No duró mucho, el Grupo Sushi está algo extinto y la referencia no resulta demasiado exitosa. Entonces llegaría, al fin, una comparación que se había hecho esperar: La Cámpora vs. La Coordinadora, fue el título elegido, tan sutiles ellos. Se complicaba ahora despegar a la organización radical de la disputa por el poder, ya que si el imaginario social rememora algo de La Coordinadora eran sus disputas por espacios de poder al interior del radicalismo. Para ello, la apelación es al origen de La Coordinadora, en un contexto adverso, de proscripción, que legitimara luego eso tan condenable cuando lo hace La Cámpora: la disputa por el poder político. La voz de la comparación es la nota de La Nación, pero encarnada en el periodista Oscar Muiño, quien hace unos pocos días ha presentado su libro sobre La Coordinadora, “La otra juventud”… acompañado de los miembros de La Coordinadora. No desmerece ni valida su opinión, apenas la contextualiza, y la nota de La Nación tal vez olvida hacerlo. Necesitados de un poco más de reconocimiento histórico, los entrevistados miembros de La Coordinadora buscan algunos puntos de contacto con La Cámpora: comparten que ambas agrupaciones sufren un proceso de demonización. Sería un buen diagnóstico, si sus propios correligionarios no contribuyeran a ese proceso de ensañamiento contra la juventud que quiere participar, pero también influir, en el devenir de los acontecimientos políticos.

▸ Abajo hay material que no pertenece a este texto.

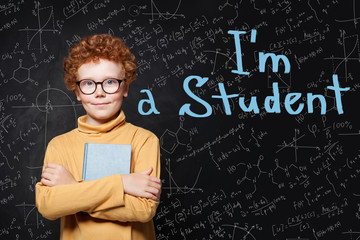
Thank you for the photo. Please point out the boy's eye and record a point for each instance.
(89, 83)
(110, 81)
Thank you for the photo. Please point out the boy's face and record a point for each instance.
(100, 106)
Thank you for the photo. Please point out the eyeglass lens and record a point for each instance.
(88, 86)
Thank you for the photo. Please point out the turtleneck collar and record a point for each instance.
(103, 128)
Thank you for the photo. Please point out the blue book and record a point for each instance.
(102, 160)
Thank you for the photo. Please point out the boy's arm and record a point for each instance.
(103, 198)
(62, 200)
(136, 208)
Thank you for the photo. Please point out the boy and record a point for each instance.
(99, 69)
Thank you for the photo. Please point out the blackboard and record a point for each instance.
(229, 175)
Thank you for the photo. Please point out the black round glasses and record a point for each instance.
(89, 86)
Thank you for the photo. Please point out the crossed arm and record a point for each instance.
(135, 184)
(131, 197)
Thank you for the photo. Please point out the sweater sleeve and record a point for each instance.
(62, 200)
(136, 208)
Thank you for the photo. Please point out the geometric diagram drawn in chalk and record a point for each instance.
(170, 140)
(46, 23)
(351, 52)
(31, 215)
(283, 79)
(48, 100)
(22, 74)
(162, 15)
(294, 144)
(355, 19)
(180, 190)
(226, 63)
(241, 232)
(353, 235)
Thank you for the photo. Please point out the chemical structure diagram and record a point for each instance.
(22, 74)
(170, 140)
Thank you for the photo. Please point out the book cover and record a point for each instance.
(102, 160)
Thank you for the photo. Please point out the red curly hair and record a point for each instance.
(92, 49)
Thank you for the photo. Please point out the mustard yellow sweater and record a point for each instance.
(112, 213)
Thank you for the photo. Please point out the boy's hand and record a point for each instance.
(142, 185)
(55, 174)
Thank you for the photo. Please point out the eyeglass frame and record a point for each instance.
(101, 83)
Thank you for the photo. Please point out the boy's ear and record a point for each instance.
(77, 95)
(126, 90)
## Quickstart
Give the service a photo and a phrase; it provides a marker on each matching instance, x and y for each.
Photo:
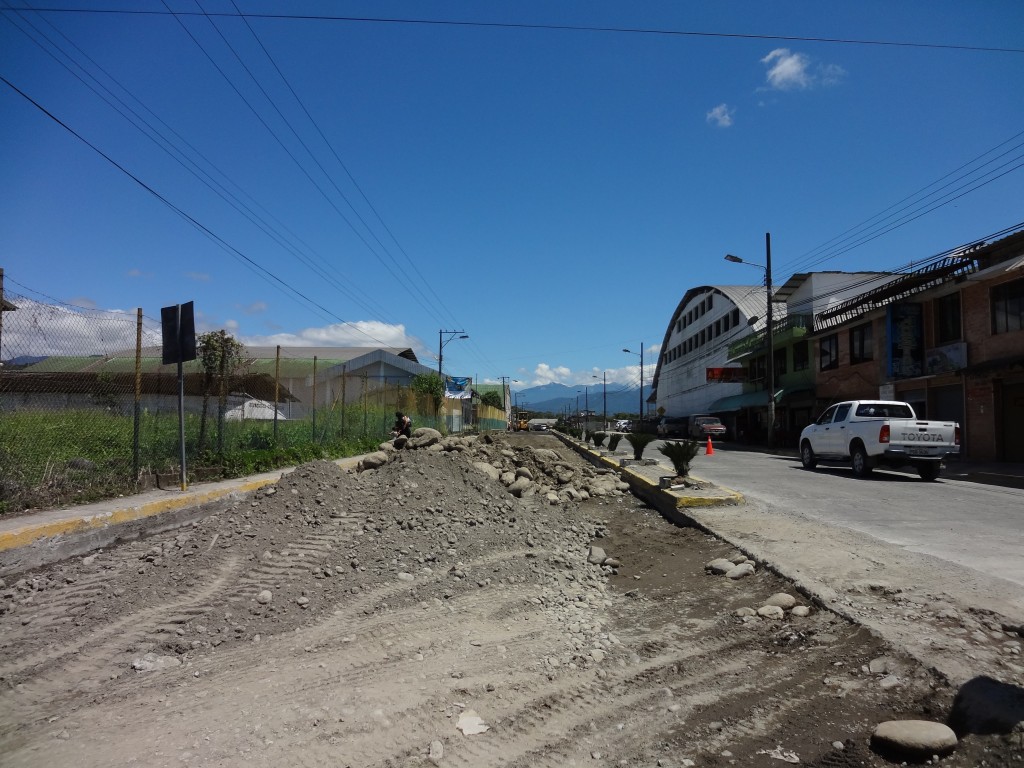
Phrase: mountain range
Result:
(558, 398)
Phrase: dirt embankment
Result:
(420, 613)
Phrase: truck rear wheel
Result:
(858, 459)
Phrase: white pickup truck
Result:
(868, 433)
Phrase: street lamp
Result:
(441, 341)
(604, 396)
(640, 425)
(770, 337)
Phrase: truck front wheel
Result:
(858, 459)
(807, 457)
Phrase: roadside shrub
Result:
(639, 440)
(681, 454)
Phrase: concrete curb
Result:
(644, 484)
(48, 537)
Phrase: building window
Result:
(861, 347)
(801, 355)
(947, 318)
(829, 352)
(778, 361)
(758, 368)
(1008, 307)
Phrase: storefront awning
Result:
(787, 395)
(737, 401)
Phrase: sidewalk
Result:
(36, 539)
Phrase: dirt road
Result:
(420, 613)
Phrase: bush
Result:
(681, 454)
(639, 440)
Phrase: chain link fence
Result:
(88, 411)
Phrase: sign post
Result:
(178, 328)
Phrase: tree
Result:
(220, 354)
(492, 398)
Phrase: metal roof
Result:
(751, 300)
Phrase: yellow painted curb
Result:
(33, 531)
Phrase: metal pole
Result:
(181, 400)
(137, 410)
(771, 346)
(641, 386)
(276, 391)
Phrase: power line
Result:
(181, 158)
(547, 27)
(260, 270)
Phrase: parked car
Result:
(702, 427)
(672, 426)
(868, 433)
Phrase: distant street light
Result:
(770, 337)
(604, 397)
(443, 337)
(641, 382)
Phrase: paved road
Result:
(975, 525)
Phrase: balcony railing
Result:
(783, 330)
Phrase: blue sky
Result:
(551, 189)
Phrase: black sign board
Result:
(178, 326)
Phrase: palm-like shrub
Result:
(639, 440)
(681, 454)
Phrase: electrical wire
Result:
(254, 266)
(551, 28)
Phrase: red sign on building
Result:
(726, 375)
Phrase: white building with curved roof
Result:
(706, 322)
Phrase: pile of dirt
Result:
(462, 602)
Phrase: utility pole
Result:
(771, 345)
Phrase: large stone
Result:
(720, 565)
(520, 486)
(782, 600)
(488, 469)
(739, 571)
(913, 738)
(373, 461)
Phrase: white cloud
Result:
(545, 374)
(786, 71)
(791, 71)
(358, 334)
(721, 116)
(255, 308)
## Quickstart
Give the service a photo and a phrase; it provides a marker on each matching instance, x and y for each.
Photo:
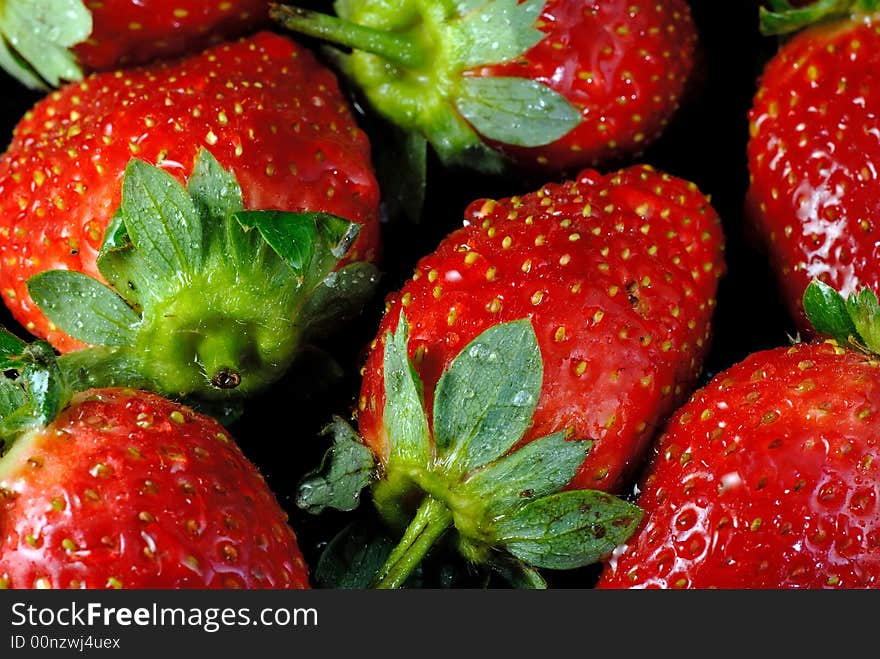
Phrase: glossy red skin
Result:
(815, 191)
(263, 106)
(612, 380)
(152, 494)
(769, 477)
(623, 64)
(129, 32)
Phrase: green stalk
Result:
(430, 522)
(396, 48)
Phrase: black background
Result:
(705, 143)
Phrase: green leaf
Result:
(44, 392)
(18, 68)
(827, 312)
(498, 31)
(217, 196)
(404, 413)
(215, 191)
(83, 307)
(311, 244)
(12, 397)
(484, 402)
(785, 18)
(11, 348)
(37, 36)
(352, 558)
(340, 297)
(568, 530)
(516, 111)
(864, 310)
(541, 467)
(345, 471)
(162, 221)
(517, 574)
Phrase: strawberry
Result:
(540, 86)
(43, 44)
(117, 488)
(768, 476)
(813, 149)
(536, 349)
(256, 126)
(618, 274)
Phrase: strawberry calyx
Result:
(411, 60)
(36, 37)
(203, 300)
(460, 472)
(33, 388)
(853, 320)
(783, 18)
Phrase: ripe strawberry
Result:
(43, 48)
(272, 116)
(768, 477)
(551, 86)
(116, 488)
(618, 274)
(535, 350)
(813, 149)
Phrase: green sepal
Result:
(11, 348)
(540, 468)
(496, 31)
(311, 244)
(409, 436)
(568, 530)
(784, 18)
(84, 307)
(347, 468)
(517, 574)
(485, 400)
(215, 191)
(864, 311)
(826, 310)
(499, 500)
(340, 296)
(516, 111)
(352, 557)
(217, 301)
(162, 221)
(854, 320)
(43, 393)
(36, 37)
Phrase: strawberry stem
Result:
(396, 48)
(430, 522)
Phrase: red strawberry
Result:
(117, 488)
(47, 47)
(517, 379)
(135, 31)
(618, 274)
(267, 112)
(551, 85)
(768, 477)
(813, 150)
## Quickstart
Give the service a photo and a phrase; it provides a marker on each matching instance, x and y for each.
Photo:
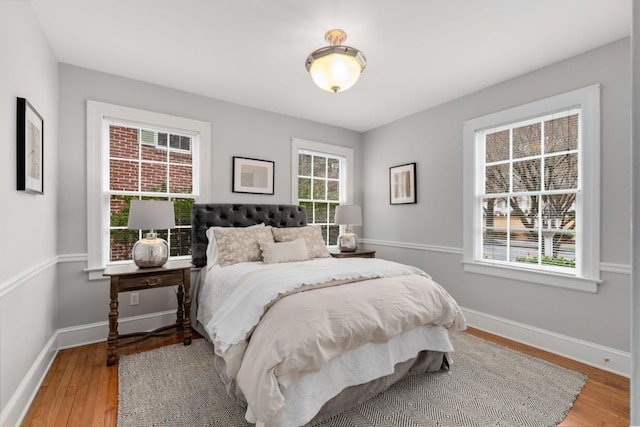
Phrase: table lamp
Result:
(348, 215)
(151, 251)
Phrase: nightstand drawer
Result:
(146, 281)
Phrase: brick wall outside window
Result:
(136, 167)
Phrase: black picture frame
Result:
(30, 148)
(402, 184)
(254, 176)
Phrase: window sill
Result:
(543, 278)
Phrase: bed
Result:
(301, 336)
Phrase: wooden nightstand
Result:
(125, 278)
(359, 253)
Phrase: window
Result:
(135, 154)
(532, 189)
(322, 181)
(138, 170)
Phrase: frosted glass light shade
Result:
(335, 72)
(335, 68)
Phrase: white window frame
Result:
(587, 274)
(346, 185)
(99, 115)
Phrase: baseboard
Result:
(598, 356)
(18, 405)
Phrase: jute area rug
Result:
(488, 385)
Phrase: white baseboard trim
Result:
(598, 356)
(18, 405)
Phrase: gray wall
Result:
(635, 220)
(237, 131)
(28, 254)
(433, 139)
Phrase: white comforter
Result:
(357, 302)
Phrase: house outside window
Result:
(322, 180)
(137, 154)
(139, 170)
(532, 190)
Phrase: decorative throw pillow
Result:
(212, 245)
(241, 244)
(295, 250)
(312, 235)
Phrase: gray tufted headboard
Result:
(205, 215)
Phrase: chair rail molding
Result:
(607, 267)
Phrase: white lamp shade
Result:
(151, 215)
(348, 215)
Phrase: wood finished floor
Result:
(80, 390)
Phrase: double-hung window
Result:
(136, 154)
(532, 191)
(322, 180)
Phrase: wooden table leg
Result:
(187, 306)
(180, 311)
(112, 340)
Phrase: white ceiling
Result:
(420, 53)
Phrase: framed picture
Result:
(252, 175)
(30, 148)
(402, 184)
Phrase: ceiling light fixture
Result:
(335, 68)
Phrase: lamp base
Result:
(348, 242)
(150, 251)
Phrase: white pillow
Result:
(213, 254)
(312, 234)
(295, 250)
(241, 244)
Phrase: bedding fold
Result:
(275, 324)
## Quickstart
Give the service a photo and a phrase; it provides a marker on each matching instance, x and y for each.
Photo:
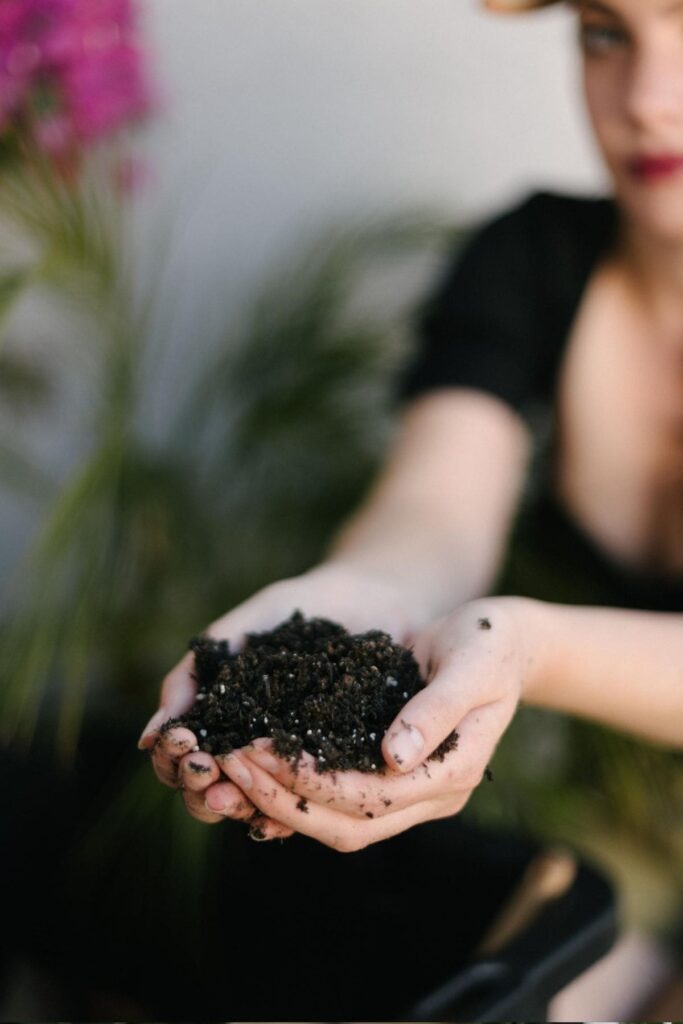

Probaron con Montoneros, La Coordinadora, el Grupo Sushi. Olvidaron contextos, quisieron crear falsas disputas con historias con las que compartimos una raíz común, intentaron frivolizarnos al igualarnos a pequeños grupos pretendidamente “técnicos” que contribuyeron a profundizar el modelo que fracasó en la Argentina y en América Latina. Es gracioso: se guardan las críticas despiadadas que hicieron contra esas mismas agrupaciones, para enaltecerlas en comparación a La Cámpora.

Hay que tener cuidado. Un día van a resaltar la dedicación y el compromiso de los militantes de Sendero Luminoso, con tal de demostrar que la juventud militante en Argentina no puede existir. Diran que era un grupo terrorista, está bien, pero al menos no tenían Blackberry.